Kingsman: The Golden Circle Review: 'J'ai joué en toute sécurité et n'a pas l'avantage qui a rendu le premier film mémorable'

Notre avis

Un divertissement amusant et éphémère si vous recherchez la même chose, mais que vous ne parvenez pas à vous frayer un chemin.





Verdict de GamesRadar+

Un divertissement amusant et éphémère si vous recherchez la même chose, mais que vous ne parvenez pas à vous frayer un chemin.

Une suite à celle de 2014 Kingsman : les services secrets était une perspective inévitable mais bienvenue. Après tout, ce film a fait pour les espions ce que Kick-Ass a fait pour les super-héros de bandes dessinées et a rapporté plus de 400 millions de dollars dans le monde. Le réalisateur Matthew Vaughn et l'écrivain Jane Goldman n'ont adhéré que vaguement au matériel source de la bande dessinée de Mark Millar pour la première fois, et ici, ils ont libre cours pour aller dans la direction qu'ils veulent.

C'est dommage alors qu'il soit joué si sûr, sans le bord qui a rendu le premier film mémorable. Cela commence assez bien, avec un morceau OTT délirant dans un taxi londonien, alors qu'Eggsy (Taron Egerton) repousse un agresseur familier.

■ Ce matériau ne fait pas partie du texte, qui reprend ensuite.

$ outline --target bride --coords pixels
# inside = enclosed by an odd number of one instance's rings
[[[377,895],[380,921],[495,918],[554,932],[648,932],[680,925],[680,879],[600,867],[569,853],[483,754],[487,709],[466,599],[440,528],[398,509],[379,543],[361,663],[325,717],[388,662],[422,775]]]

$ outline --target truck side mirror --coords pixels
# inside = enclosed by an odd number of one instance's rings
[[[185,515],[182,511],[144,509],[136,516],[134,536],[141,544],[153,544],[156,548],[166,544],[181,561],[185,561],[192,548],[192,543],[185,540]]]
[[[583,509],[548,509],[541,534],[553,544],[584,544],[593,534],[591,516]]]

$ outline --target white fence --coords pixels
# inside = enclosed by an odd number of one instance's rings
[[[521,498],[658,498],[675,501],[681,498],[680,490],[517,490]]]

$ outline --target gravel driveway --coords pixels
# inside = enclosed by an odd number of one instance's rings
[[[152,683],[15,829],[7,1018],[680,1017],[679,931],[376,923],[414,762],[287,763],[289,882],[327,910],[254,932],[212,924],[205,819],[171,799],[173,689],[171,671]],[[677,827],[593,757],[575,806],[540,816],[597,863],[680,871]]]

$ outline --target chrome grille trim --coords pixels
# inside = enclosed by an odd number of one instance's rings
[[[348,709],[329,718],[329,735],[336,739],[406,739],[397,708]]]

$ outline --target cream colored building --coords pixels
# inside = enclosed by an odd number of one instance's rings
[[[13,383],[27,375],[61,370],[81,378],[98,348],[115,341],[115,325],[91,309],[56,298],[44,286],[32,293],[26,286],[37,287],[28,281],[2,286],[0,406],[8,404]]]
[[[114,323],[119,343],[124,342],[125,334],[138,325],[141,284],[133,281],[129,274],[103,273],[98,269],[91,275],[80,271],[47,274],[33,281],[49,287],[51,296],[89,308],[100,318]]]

Tourné de manière inventive et rythmé à bout de souffle, c'est une ouverture énergisante qui regorge d'enthousiasme, de fanfaronnade et de gadgets.



Il y a quelques coups de pied arrêtés plus impétueux à apprécier plus tard, mais il faut un certain temps avant que le rythme ne reprenne, et l'intrigue principale - notre héros est obligé de devenir un voyou lorsqu'un syndicat du crime cible ses compagnons Kingsmen - est le bien-foutu terrain des récentes missions 007 et Ethan Hunt.

Le cinquième amendement

En faisant équipe avec le support technique de Kingsman, Merlin (Mark Strong, toujours fiable), Eggsy suit un indice qui le mène à une distillerie de whisky dans le sud des États-Unis, une façade pour l'équivalent américain de Kingsman. Menés par Jeff Bridges' Champ et Channing Tatum's Tequila, les Statesmen sont un ajout bienvenu au giron, bien qu'il soit difficile de ne pas masquer l'impression que Bridges et Tatum n'étaient disponibles que pour quelques jours de tournage.

C'est à travers les hommes d'État qu'Eggsy découvre son ancien mentor présumé mort, Harry Hart (Colin Firth), apparemment bien vivant. Le rôle correspond à Firth comme une chaussure Oxford sur mesure, mais la manière de son retour est un peu décevante, compte tenu du secret qui l'entoure. C'est un autre moment 'trop ​​sûr' dans un film qui aurait dû prendre plus de risques.



Julianne Moore est très amusante dans le rôle de Poppy, une cheville ouvrière de la drogue – Vaughn la décrit comme Martha Stewart sous crack – enfermée dans un repaire de style américain dans la jungle cambodgienne. Mais son plan directeur étend la crédulité dans la logique interne de ce monde de la bande dessinée. Attraper les plus grands rires de tous est un Elton John très bien déployé. Heureusement, c'est une suite qui n'est pas devenue plus sombre. Les acteurs émettent uniformément un charme à plein faisceau, ce n'est donc jamais une corvée d'être en leur compagnie.

Plus problématique est l'absence d'arc réel cette fois-ci. La transition de garçon à seigneur du premier film manque cruellement, tout comme le contraste entre le milieu ouvrier d'Eggsy et les services secrets highfalutin. L'équipe transatlantique n'offre tout simplement pas le même zing. En conséquence, The Golden Circle se sent souvent précisément adapté alors qu'il aurait dû être coupé un peu plus lâche.